The Magic Mile
We lived at the end of the magic mile, bordering a dense forest of trees; if you ended up at the Sizzler, you’d gone too far. Lansdowne Caravan Park was a refuge for all the kinds of people you’d expect to find in such a place. There were a lot of people like us, poor families with parents that always fought and kids that terrorised the streets, single dads with five o’clock shadows and unhappy dispositions. Of course, at the time, I never thought of us as being any worse off than anyone else. We’d moved from Army housing to a tiny two bedroom tin caravan. When my Mum met him, my stepdad was living in a caravan in his mother’s backyard; this wasn’t so different, except he had a family now. The caravan park was huge, with heaps of space to ride our bikes, until they got stolen, and even a swimming pool and games room. It was like being on a permanent holiday, only, it wasn’t the kind of place you’d take your kids on holiday, not if you could help it.
Last year Mum and I were driving along that stretch of highway and I caught a glimpse of our old home as we passed by. Lansdowne Caravan Park was no more. I don’t know how long it’s been gone, but I imagine it’s been some time. The park had been cleared of the vans, the streets repaired, blocks of land neatly squared off and fenced. There’s a sandstone sign as you drive in that reads ‘Willow Waters Estate’. It looks like the kind of place you see on TV ads these days, a self-contained world, with its own parks and shops and neatly paved paths. A place where nuclear families go to live and die.
How About This Weather
It was my family’s first Christmas since my stepfather left. I still remember that day so clearly. Somehow, his absence had impressed upon the family dynamic with such force that nothing would ever be the same after that.
Mum started drinking early that day. Earlier than usual. Maybe it was because she needed a way to deal with the chaos of our lives, or, she finally had a reason to. Extended family came and went throughout the day and in the late afternoon my dad arrived with my older brother. I stood outside with my dad and we ate Mum’s homemade rumballs. The air was heavy with the scent of smoke. There had been bushfires in the area and the sky was tinged an eerie orange.
‘Shit, come look at this,’ I heard Mum call from the lounge room.
I knew straightaway, that she was watching the weather channel.

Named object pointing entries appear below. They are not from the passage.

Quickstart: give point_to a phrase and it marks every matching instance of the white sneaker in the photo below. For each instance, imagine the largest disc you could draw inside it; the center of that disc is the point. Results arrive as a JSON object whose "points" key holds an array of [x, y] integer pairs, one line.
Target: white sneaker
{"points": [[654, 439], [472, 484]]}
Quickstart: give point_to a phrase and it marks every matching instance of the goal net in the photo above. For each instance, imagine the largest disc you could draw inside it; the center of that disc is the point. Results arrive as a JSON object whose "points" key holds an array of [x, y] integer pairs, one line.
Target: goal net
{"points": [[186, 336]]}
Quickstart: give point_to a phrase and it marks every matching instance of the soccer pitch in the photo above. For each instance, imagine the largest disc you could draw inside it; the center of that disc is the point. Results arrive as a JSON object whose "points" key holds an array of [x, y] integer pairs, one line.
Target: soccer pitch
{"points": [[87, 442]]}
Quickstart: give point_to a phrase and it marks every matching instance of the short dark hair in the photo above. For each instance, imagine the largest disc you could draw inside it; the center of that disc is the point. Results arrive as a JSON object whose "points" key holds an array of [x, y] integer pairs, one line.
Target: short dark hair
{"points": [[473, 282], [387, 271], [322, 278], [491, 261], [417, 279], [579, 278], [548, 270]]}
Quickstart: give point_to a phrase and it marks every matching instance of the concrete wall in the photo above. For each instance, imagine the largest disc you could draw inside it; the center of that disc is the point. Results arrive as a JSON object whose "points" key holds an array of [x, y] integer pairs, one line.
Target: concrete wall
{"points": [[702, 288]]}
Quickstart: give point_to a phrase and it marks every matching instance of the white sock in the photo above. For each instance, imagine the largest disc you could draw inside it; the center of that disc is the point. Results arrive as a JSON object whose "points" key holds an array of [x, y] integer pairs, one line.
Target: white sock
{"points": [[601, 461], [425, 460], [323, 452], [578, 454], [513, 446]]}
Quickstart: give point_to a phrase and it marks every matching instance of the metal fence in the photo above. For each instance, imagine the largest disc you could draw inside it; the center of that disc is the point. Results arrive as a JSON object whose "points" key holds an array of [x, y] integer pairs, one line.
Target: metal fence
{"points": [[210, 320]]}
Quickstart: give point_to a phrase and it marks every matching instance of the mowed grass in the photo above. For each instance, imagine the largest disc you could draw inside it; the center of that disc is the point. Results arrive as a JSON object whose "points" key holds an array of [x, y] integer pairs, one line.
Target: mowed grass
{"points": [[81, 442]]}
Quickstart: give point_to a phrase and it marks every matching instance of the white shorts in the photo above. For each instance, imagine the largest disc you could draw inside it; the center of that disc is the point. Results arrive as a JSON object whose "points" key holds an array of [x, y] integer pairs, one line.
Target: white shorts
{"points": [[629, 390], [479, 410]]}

Dad and I walked inside, my brothers sat on the couch next to Mum, staring at the TV.
‘They reckon it’s gonna get all the way down Cowpasture Road,’ Mum said.
‘That’s still pretty far away,’ I said.
‘Yeah, but fire moves fast, sis,’ my older brother added.
Mum turned up the volume. ‘We should go for a drive and have a look.’
‘Nah, they wouldn’t let you in close,’ my brother said.
I looked outside at the sky darkening and felt the room close in around us. Mum had a way of dramatising the most unsurprising news, especially the weather. She would spend half hour blocks watching the weather channel, trying to find something in the satellite maps and lightning radars to comment on or fuss over. It started with the weather, but as I got older, I realised this was her way with everything.
Heaven Help My Heart
Mum wakes us up early on Saturday. She tells me she’s going to the hospital with my older brother. That she’ll probably be gone all day. She leaves a twenty dollar note on the kitchen bench, kisses each of us goodbye and leaves.
It is March 2006. I’m fresh out of school and studying at TAFE. My little brother is nine, and my sister only five, a week and a half shy of her sixth birthday. Her birthday will forever be stained with this loss. I feel for her. I feel for them both. Their dad left so soon after my sister’s birth that she’d barely just learned to open her eyes before she noticed he was gone. Truth is, I probably knew their dad better than they ever had the chance to. I am grateful for those years, troubled and turbulent as they were.
They know very little about what has happened. They are both so young, how could they possibly understand. An accident at work. An explosion. A coma he may never emerge from.
There’s no food in the house so I take the twenty dollars and my brother and sister and we walk to the McDonalds close by. I get the kids a happy meal each and we sit in silence near the playground. After a while, my sister asks ‘Is our dad going to die?’
I shake my head and say I’m not sure. This is the truth, at the time, but it feels cruel to not give them any hope. I haven’t heard from Mum since she left, it could already be over. My chips have gone cold and I push them away. In the background I hear ‘Heaven Help My Heart’ playing through the speakers and this is what I will remember for all the years that follow.